Everett emphasized that not all inflammation is bad. This acute inflammation is essential to establish a resolving response, and anti-inflammatory therapies can negatively interfere.

As presented by Everett’s colleague Bruno Menarim, DVM, PhD, in a separate session, studies show that BMNCs promote the endogenous resolution of experimentally induced inflammation. To see if these promising features translated to naturally occurring inflammation in live horses, Everett’s research team studied 19 horses, dividing them into three treatment groups:

1. Untreated control group;
2. Positive control group treated with the anti-inflammatory steroid triamcinolone; and
3. Horses treated with BMNCs.

The selected horses were diagnosed with OA in a single joint, and the team injected those joints once with the saline, triamcinolone, or BMNCs. The BMNCs were autologous, meaning veterinarians collected them from each patient’s own bone marrow aspirate. They processed the aspirate in-house, and the isolated mononuclear cells, composed predominantly of macrophages, were ready to inject into the affected joint within three hours of aspiration.

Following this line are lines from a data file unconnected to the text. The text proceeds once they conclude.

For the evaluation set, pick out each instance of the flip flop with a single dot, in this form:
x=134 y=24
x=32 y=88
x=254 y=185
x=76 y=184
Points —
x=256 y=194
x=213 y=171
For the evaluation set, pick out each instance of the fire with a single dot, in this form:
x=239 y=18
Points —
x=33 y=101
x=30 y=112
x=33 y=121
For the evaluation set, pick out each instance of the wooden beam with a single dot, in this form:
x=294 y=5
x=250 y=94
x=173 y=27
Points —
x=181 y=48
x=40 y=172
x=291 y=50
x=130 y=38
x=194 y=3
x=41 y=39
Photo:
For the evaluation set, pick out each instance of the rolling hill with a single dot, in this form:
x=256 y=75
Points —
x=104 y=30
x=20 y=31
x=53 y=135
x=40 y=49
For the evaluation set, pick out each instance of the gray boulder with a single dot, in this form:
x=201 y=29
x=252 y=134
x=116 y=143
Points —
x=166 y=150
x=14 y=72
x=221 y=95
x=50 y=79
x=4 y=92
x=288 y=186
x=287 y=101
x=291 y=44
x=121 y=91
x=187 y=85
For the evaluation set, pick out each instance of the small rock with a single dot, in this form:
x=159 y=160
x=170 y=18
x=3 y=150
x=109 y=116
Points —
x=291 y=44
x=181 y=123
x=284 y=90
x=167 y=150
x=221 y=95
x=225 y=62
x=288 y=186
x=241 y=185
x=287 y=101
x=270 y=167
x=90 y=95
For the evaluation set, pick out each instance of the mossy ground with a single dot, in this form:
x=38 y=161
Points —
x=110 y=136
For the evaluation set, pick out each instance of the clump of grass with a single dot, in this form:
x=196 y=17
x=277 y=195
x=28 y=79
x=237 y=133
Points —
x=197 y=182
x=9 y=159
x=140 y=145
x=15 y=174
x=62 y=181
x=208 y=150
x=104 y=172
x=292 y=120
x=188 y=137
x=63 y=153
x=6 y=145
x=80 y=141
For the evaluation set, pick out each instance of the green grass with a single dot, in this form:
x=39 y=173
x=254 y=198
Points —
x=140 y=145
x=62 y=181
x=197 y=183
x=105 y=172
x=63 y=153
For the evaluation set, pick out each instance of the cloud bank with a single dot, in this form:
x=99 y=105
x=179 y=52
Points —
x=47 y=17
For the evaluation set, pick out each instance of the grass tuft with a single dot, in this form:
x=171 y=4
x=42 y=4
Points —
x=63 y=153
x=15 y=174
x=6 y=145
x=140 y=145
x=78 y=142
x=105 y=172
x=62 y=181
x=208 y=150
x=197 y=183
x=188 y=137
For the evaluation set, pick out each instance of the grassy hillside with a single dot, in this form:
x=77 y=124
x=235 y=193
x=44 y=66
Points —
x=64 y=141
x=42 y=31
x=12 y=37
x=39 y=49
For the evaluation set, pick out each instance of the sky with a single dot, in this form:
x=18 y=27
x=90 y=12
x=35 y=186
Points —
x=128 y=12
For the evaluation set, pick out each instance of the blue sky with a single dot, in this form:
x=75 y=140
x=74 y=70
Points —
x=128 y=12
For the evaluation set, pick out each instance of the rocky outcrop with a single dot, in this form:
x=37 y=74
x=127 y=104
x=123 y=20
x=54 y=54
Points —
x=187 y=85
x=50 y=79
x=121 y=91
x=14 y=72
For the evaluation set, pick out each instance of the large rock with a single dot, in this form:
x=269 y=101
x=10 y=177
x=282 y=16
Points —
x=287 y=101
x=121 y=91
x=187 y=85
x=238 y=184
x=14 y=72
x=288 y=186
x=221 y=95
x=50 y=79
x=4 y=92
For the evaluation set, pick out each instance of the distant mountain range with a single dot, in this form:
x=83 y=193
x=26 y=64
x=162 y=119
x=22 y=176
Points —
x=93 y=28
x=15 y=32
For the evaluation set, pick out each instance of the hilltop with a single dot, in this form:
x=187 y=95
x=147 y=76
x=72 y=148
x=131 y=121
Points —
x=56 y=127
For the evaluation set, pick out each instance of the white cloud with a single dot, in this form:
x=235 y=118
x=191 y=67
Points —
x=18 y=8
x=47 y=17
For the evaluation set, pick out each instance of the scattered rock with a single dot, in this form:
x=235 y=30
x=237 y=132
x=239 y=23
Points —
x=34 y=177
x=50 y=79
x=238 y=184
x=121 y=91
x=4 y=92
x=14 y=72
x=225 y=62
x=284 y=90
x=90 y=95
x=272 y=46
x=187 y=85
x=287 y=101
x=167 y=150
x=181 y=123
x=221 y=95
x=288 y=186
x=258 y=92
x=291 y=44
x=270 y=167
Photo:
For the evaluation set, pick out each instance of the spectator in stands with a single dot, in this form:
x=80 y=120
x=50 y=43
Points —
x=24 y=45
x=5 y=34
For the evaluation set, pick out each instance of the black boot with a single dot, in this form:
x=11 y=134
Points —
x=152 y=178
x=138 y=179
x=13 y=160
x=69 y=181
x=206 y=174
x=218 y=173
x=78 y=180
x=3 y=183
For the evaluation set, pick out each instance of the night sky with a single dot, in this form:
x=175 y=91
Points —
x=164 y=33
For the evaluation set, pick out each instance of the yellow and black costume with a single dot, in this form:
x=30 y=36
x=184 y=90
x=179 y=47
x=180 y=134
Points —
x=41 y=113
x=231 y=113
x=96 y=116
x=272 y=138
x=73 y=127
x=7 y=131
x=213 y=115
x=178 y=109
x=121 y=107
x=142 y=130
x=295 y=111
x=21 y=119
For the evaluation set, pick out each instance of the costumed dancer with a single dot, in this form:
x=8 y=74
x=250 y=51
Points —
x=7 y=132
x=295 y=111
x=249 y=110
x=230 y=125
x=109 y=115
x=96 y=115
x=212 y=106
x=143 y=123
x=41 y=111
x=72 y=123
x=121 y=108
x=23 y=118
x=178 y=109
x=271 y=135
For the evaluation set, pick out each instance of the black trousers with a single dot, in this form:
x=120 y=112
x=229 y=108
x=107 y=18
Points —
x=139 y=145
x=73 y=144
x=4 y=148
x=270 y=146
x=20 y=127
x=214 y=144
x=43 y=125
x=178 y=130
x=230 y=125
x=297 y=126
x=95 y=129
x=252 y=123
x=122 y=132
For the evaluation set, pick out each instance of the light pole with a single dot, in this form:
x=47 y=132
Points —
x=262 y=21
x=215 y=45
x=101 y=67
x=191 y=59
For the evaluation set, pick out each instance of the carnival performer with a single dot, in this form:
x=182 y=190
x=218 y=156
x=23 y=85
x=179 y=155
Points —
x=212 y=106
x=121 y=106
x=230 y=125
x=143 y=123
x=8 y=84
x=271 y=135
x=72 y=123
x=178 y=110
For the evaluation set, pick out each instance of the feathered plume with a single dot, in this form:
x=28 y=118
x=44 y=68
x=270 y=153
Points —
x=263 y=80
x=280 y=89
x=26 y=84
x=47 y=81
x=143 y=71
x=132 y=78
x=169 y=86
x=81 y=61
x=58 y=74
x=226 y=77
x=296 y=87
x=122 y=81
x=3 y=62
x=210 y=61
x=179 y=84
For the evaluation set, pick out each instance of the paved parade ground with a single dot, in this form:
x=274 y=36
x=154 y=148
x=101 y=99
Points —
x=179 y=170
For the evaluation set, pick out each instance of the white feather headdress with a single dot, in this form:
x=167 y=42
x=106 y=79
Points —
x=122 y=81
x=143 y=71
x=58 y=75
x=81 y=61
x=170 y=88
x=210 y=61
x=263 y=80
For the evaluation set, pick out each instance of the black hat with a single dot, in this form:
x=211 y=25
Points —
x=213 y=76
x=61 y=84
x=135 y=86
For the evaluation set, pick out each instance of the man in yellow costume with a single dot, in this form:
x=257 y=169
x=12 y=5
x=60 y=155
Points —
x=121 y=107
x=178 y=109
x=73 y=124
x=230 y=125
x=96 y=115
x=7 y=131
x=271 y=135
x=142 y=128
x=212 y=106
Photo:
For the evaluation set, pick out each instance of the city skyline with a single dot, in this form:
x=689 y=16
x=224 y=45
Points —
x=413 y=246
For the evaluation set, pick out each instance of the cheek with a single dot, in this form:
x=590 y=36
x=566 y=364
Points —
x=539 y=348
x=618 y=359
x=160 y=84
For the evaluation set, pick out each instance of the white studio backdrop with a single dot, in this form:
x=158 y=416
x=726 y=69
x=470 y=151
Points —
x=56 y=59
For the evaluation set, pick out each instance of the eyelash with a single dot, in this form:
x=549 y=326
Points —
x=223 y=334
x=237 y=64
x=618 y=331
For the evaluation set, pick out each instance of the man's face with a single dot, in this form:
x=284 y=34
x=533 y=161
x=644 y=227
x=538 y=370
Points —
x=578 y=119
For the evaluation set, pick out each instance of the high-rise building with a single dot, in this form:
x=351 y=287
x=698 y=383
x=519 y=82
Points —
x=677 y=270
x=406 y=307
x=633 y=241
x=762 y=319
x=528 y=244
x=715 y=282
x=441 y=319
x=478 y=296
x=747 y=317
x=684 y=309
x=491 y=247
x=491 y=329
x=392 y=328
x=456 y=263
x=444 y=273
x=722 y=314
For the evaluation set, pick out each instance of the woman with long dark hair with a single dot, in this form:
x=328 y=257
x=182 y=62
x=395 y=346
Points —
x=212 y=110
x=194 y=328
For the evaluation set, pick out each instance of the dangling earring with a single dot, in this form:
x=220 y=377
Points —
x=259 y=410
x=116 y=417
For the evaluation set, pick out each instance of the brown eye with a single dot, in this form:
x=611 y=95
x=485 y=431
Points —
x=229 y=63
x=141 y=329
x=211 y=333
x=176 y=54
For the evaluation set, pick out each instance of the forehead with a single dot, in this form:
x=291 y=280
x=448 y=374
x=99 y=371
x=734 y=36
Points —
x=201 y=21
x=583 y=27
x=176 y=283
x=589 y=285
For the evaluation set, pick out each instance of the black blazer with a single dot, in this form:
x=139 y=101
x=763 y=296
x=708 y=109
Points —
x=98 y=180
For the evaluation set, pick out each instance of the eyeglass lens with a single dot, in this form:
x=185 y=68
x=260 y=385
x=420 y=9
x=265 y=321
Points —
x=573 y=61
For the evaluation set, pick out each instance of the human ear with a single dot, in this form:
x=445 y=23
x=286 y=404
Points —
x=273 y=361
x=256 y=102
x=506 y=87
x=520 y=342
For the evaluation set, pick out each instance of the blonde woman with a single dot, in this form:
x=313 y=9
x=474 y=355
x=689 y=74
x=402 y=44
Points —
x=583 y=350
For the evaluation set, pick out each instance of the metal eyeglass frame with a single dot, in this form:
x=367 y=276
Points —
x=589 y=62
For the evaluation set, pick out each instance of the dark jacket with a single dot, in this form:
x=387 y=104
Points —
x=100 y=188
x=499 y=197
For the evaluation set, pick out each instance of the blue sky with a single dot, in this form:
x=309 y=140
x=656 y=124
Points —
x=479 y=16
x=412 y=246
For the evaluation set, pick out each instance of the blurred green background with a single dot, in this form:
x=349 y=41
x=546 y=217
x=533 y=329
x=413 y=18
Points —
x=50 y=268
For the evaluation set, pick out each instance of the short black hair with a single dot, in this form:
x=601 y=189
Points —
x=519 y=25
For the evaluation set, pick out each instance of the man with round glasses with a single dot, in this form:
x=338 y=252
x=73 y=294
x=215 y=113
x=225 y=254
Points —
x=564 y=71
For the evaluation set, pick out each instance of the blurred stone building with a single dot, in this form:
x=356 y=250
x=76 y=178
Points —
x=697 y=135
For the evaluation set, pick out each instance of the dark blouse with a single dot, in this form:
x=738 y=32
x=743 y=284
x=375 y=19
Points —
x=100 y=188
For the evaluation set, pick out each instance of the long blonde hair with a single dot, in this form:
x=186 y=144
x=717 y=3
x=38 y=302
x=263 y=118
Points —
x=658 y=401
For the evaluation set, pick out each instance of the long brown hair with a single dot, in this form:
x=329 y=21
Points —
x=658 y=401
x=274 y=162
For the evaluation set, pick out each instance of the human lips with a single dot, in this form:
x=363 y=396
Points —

“We found that while objectively assessed lameness (via Lameness Locator) decreased in all three groups, it was only significant in the BMNC-treated horses,” said Everett. “Further, the treatment was well-tolerated with no adverse events appreciated in this study.”

He said that using BMNCs can help reduce the need for chronic use of non-steroidal anti-inflammatory drugs and corticosteroids, which produces potentially harmful consequences. Further, BMNCs preserve the production of molecules such as interleukins and cytokines that are essential for restoring joint homeostasis. Corticosteroids often inhibit these molecules.

The researchers noted that these results support a larger clinical trial using BMNCs in clinical cases of equine OA.